Now imagine throwing a roaring blaze on top of all that.

Whenever they fight structure fires, firefighters need to wear bunker gear, which consists of three layers.

That includes these boots, these pants, this jacket, this helmet, and an SCBA on their back, and by the time all of that's done, they're basically wearing an extra 45 lbs.

"It's very heavy. It keeps you cocooned basically in to keep you protected from the heat outside, but it also keeps the heat in as well," Damon Hartmann said.

Damon Hartmann has been with the Doty Volunteer Fire Department since 1995.

He's now their fire chief and serves as the deputy state fire marshal for South Dakota.

He rotates his firefighters out every 10 to 15 minutes to help keep them from overheating.

"If they're feeling like they're getting pretty warm, they're starting to get a little light-headed, we want them to step out, get their bunker coat open, let that core heat escape. When they get to that point where we get them to get their jacket off, we actually will apply ice packs to their forearms," Damon Hartmann said.
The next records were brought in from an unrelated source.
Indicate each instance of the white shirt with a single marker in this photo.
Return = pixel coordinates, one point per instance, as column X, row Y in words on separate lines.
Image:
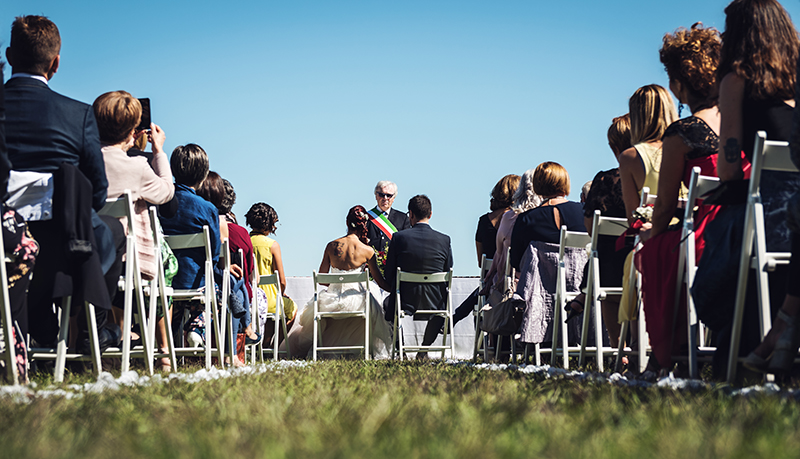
column 28, row 75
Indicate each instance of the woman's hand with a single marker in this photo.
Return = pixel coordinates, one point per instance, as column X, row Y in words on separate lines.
column 156, row 137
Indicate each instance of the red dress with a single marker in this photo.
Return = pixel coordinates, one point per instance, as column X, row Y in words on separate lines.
column 657, row 261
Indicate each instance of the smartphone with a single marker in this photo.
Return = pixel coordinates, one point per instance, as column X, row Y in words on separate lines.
column 145, row 124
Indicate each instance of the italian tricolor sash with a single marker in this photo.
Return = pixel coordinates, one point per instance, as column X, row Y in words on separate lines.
column 382, row 222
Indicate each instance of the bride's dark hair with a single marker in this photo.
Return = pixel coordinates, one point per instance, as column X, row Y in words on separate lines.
column 357, row 220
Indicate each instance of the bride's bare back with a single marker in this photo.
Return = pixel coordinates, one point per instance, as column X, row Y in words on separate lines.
column 348, row 253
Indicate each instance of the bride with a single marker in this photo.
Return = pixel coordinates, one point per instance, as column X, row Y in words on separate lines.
column 348, row 254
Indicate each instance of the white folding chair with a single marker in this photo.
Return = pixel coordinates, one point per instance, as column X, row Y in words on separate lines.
column 398, row 344
column 699, row 185
column 635, row 282
column 225, row 316
column 131, row 284
column 575, row 240
column 596, row 293
column 205, row 295
column 768, row 155
column 480, row 339
column 8, row 355
column 319, row 316
column 278, row 316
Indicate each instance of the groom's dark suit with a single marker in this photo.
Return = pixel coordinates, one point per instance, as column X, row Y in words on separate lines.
column 377, row 239
column 419, row 249
column 45, row 129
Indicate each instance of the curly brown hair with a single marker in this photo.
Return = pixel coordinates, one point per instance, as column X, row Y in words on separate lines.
column 262, row 218
column 760, row 45
column 691, row 56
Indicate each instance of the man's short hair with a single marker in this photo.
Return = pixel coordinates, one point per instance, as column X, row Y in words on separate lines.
column 420, row 206
column 189, row 164
column 117, row 114
column 384, row 183
column 35, row 42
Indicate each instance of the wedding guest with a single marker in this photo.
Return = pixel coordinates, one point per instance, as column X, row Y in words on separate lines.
column 420, row 249
column 757, row 93
column 50, row 133
column 690, row 58
column 384, row 221
column 118, row 114
column 189, row 165
column 651, row 111
column 486, row 234
column 543, row 223
column 262, row 220
column 605, row 195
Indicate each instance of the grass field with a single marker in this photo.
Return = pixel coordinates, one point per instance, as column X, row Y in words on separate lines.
column 391, row 409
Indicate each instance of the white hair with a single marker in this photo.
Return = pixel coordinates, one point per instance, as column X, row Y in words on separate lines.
column 524, row 198
column 384, row 183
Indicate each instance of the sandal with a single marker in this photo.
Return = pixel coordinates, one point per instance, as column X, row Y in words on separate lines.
column 573, row 312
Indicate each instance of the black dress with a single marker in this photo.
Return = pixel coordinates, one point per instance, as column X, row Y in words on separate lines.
column 605, row 195
column 539, row 224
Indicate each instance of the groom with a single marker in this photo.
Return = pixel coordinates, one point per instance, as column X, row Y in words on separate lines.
column 384, row 221
column 423, row 250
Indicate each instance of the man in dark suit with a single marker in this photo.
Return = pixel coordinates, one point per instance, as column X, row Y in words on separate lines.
column 43, row 130
column 383, row 220
column 419, row 249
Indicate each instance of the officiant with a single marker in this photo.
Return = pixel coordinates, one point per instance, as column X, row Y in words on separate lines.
column 385, row 221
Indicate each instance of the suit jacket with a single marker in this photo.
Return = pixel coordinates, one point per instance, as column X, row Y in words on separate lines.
column 419, row 249
column 377, row 239
column 45, row 129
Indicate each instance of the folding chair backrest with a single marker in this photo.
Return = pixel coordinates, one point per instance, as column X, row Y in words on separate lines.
column 342, row 278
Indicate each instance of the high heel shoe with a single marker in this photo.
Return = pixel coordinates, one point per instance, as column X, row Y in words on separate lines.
column 572, row 312
column 786, row 347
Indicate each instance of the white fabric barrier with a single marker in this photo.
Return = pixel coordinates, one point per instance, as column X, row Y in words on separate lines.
column 301, row 290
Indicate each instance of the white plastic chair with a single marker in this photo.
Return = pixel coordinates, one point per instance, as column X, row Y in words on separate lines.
column 699, row 185
column 131, row 284
column 433, row 278
column 596, row 293
column 768, row 155
column 480, row 336
column 575, row 240
column 205, row 295
column 319, row 316
column 277, row 316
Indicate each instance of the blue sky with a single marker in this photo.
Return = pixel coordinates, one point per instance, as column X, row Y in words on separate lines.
column 305, row 105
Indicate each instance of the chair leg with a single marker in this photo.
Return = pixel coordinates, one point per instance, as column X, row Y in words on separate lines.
column 94, row 340
column 621, row 349
column 63, row 337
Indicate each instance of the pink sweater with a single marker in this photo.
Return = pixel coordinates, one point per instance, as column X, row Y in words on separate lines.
column 147, row 185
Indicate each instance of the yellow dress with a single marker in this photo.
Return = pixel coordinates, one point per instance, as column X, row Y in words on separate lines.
column 262, row 246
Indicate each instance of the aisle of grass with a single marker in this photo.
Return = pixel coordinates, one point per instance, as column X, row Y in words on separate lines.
column 387, row 409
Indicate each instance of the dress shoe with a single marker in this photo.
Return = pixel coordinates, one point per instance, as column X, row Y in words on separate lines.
column 108, row 336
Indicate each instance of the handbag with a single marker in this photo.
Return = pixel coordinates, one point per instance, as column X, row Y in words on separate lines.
column 718, row 269
column 505, row 318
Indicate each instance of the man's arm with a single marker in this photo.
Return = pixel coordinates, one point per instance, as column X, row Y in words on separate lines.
column 91, row 160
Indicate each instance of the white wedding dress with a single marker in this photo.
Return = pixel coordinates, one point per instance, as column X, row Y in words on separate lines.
column 345, row 331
Dr. Daniel Franz says two ways to prepare for working outside are hydration and climatization.

"If they're going to go outside and expose themselves to hot weather, high humidity, and they haven't been out in those environments, it takes a while to get used to that and if they're not used to that, and they go out suddenly they're at much more risk for exertional heat illnesses," Dr. Daniel Franz said.

Dr. Franz says it takes about 10-14 days to acclimate yourself to working in the heat, but if you don't properly prepare, you might get a heat-related illness.

"First signs are usually cramping, muscle cramps. They can lead to excessive fatigue, light-headedness and dizziness. Even fainting or loss of consciousness can occur. And at the extremes can be seizures or death due to heat stroke," Dr. Daniel Franz said.

Despite the working conditions, Hartmann encourages everyone to join their local fire department whether as support personnel or an actual firefighter.